What makes a good form?

4 Cs of a good form

Forms make most people cringe. Why? Because forms are generally boring and painful. Do they have to be this way? Yes and no.

Forms are a bit like going to the dentist: both are necessary evils, and neither is likely to be particularly fun. But a good dentist, like a good form, shouldn’t cause you any pain.

So what is it that makes a form painful? Take a moment to reflect on what you don’t like about, say, doing your tax return.

Tax forms are often a great illustration of what aspects of a form’s design makes it painful. They:

  • are confusing
  • are long
  • are burdensome and put a lot of responsibility on the form-filer
  • rarely 'just work'

Therefore, if a form’s characteristics are the opposite of these, it should be painless. This gives us the Formulate Information Design '4 Cs of a good form':

  • clear
  • concise
  • clever
  • cooperative

Every part of this standard delivers at least one of these characteristics. The 4 Cs should also be your guide for the parts of a form’s design that aren’t dealt with here.

For more information on the 4 Cs, including examples, visit the What makes a good form page - Formulate website.

Step into the form-filler's shoes

To apply the 4 Cs, you need to know what would be 'clear', 'concise', 'clever' and 'cooperative' for the form-filler. This means you need to put yourself into their shoes.

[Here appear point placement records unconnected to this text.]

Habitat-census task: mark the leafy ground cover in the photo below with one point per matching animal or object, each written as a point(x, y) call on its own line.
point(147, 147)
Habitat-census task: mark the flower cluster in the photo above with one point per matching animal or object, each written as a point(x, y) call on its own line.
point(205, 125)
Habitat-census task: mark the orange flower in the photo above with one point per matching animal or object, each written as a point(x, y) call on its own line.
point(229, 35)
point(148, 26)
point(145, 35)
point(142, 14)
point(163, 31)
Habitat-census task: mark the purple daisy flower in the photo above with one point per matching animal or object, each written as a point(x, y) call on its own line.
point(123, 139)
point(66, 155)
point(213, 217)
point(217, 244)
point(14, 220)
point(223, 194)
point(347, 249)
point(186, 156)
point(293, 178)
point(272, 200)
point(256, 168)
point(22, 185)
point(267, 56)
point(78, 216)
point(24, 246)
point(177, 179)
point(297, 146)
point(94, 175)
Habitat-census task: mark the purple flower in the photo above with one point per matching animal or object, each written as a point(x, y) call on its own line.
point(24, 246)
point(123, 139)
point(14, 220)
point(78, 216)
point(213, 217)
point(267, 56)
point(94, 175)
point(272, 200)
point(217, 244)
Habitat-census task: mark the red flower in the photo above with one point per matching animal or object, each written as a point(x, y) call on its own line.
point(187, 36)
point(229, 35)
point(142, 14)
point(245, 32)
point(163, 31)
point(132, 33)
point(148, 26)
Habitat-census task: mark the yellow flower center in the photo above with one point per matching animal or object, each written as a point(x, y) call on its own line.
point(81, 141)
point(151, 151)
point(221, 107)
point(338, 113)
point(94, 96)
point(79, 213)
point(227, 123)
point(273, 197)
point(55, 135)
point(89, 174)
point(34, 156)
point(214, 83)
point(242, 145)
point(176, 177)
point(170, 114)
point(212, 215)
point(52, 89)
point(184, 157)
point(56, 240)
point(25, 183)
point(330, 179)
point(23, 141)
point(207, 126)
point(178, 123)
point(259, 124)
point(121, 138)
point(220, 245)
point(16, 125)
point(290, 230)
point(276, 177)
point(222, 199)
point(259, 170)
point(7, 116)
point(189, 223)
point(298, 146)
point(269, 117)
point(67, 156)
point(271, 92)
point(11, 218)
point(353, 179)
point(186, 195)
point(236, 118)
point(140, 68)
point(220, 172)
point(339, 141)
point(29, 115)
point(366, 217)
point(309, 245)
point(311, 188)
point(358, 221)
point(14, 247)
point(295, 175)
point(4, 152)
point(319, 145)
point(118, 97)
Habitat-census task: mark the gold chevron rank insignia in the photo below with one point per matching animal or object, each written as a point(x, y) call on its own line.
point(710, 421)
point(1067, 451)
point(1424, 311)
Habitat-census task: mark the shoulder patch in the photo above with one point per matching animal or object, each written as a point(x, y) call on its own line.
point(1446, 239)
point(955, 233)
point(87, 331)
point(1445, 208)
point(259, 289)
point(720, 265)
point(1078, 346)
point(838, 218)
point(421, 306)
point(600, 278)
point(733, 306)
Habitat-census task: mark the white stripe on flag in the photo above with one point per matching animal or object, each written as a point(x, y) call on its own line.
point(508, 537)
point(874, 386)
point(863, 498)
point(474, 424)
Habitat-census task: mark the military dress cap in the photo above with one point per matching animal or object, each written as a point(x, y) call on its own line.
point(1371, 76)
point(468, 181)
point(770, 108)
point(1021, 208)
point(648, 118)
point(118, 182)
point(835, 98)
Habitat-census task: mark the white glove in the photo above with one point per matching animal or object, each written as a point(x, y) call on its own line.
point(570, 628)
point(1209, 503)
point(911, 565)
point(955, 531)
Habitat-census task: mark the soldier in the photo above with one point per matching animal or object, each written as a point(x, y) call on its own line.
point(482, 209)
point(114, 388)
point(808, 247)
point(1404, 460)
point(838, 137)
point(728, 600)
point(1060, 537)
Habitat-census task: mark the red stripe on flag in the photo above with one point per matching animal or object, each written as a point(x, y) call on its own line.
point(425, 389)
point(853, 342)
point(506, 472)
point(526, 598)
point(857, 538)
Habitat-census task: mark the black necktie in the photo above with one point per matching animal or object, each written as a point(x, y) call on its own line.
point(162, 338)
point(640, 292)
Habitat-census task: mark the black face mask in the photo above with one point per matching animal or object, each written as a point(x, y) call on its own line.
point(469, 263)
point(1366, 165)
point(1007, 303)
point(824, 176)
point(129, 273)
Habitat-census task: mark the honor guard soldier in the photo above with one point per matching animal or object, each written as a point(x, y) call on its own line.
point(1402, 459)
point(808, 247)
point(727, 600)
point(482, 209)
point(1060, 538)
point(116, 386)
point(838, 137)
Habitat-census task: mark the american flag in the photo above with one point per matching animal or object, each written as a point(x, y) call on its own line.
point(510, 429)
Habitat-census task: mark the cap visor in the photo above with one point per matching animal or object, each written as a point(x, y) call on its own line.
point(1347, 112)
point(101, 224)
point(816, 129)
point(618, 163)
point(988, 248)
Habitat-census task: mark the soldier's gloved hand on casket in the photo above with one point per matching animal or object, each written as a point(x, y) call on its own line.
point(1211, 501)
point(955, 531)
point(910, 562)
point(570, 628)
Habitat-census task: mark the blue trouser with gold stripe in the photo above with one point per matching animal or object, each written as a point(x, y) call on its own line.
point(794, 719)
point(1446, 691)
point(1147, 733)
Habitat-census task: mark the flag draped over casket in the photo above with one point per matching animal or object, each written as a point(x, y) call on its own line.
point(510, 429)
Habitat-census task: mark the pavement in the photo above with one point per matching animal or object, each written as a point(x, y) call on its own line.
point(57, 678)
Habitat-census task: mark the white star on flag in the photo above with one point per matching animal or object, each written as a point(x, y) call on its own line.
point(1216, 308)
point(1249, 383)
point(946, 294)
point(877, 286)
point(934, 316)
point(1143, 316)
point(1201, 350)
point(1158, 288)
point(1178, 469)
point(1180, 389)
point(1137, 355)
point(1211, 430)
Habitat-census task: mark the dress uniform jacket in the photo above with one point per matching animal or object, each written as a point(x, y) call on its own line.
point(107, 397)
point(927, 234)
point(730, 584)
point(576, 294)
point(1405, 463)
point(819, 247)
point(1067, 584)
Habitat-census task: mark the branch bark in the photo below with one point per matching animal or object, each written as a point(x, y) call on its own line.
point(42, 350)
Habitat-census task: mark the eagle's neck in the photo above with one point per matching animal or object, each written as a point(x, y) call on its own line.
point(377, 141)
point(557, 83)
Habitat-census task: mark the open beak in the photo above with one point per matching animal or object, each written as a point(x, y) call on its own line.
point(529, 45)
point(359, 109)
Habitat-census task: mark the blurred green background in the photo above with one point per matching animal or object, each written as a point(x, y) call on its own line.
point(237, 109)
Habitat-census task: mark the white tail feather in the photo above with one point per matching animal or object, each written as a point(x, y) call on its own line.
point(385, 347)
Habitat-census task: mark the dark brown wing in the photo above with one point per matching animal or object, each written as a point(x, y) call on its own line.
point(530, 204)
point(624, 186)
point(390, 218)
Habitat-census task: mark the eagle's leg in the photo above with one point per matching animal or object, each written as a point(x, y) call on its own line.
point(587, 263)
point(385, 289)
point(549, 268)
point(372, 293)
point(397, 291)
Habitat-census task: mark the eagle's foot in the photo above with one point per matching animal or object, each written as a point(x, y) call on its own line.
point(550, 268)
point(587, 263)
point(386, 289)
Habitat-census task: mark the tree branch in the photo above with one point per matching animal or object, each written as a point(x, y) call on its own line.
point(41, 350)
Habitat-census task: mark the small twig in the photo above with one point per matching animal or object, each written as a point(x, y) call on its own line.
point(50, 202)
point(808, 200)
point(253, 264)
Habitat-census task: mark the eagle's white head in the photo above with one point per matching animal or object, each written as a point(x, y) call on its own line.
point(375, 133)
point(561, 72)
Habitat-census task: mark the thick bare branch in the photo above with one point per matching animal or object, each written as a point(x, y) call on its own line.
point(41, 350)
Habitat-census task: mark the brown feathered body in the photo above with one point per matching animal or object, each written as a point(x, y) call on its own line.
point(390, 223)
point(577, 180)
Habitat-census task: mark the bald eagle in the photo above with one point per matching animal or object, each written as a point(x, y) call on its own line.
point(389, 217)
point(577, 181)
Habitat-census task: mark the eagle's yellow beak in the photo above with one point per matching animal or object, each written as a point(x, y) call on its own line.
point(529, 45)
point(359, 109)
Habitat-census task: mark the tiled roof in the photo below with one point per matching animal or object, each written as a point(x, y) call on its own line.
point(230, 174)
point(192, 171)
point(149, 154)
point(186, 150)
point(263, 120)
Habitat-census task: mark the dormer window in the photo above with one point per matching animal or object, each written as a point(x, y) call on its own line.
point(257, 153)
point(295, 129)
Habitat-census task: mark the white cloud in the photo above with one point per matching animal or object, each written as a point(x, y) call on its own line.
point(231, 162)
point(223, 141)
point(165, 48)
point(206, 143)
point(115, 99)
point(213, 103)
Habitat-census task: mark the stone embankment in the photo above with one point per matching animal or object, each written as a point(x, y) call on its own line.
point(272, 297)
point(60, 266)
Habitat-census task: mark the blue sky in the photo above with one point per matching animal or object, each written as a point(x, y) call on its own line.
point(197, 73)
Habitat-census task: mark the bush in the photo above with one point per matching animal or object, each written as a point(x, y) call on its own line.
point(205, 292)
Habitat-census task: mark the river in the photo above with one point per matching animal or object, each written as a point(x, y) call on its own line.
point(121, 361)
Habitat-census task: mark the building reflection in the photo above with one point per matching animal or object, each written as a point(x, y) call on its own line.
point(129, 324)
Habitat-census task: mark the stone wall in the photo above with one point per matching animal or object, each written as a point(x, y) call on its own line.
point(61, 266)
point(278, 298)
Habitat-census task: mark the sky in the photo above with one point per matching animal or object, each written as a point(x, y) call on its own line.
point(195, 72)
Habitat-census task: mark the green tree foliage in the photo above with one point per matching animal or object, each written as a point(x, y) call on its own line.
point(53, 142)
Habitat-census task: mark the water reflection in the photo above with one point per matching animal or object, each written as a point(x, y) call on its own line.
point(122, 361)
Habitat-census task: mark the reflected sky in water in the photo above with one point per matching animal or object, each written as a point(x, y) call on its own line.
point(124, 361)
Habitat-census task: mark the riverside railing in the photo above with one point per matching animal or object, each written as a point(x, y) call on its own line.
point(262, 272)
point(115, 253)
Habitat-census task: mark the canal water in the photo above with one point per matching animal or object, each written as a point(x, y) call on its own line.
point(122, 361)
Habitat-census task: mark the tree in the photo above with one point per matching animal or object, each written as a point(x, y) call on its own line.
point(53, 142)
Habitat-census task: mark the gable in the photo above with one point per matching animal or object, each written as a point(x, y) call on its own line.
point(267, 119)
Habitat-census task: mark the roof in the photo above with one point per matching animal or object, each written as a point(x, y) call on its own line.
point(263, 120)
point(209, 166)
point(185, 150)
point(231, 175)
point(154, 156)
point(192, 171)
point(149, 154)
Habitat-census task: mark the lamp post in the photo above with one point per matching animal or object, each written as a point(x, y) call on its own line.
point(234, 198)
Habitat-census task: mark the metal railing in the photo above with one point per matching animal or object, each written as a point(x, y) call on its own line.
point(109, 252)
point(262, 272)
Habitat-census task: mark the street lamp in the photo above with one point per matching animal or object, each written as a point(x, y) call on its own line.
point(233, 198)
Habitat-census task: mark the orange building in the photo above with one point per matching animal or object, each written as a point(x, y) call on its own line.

You will do this best if you work from a base of quality data rather than anecdote, so conduct as much careful research with the target audience as you can. You will find that form-fillers are always a diverse group, in terms of:

  • background
  • language skills
  • computer literacy
  • physical ability
  • familiarity with the subject matter
  • availability
  • priorities
  • preferences

For instance, 18% of Victorian adults have some kind of disability, with approximately 88,000 Victorians having a disability that profoundly or severely impacts on their life. For more information, visit the Disability, Australia report on the Australian Bureau of Statistics website.

Taking another perspective, almost 112,000 Victorians were born in India, and another 94,000 were born in China. In fact, almost 1.2 million Victorians were born outside Australia. For more information, visit the 2011 Census report on the Australian Bureau of Statistics website.

Given this diversity, your motto should always be 'I am not the form-filler'.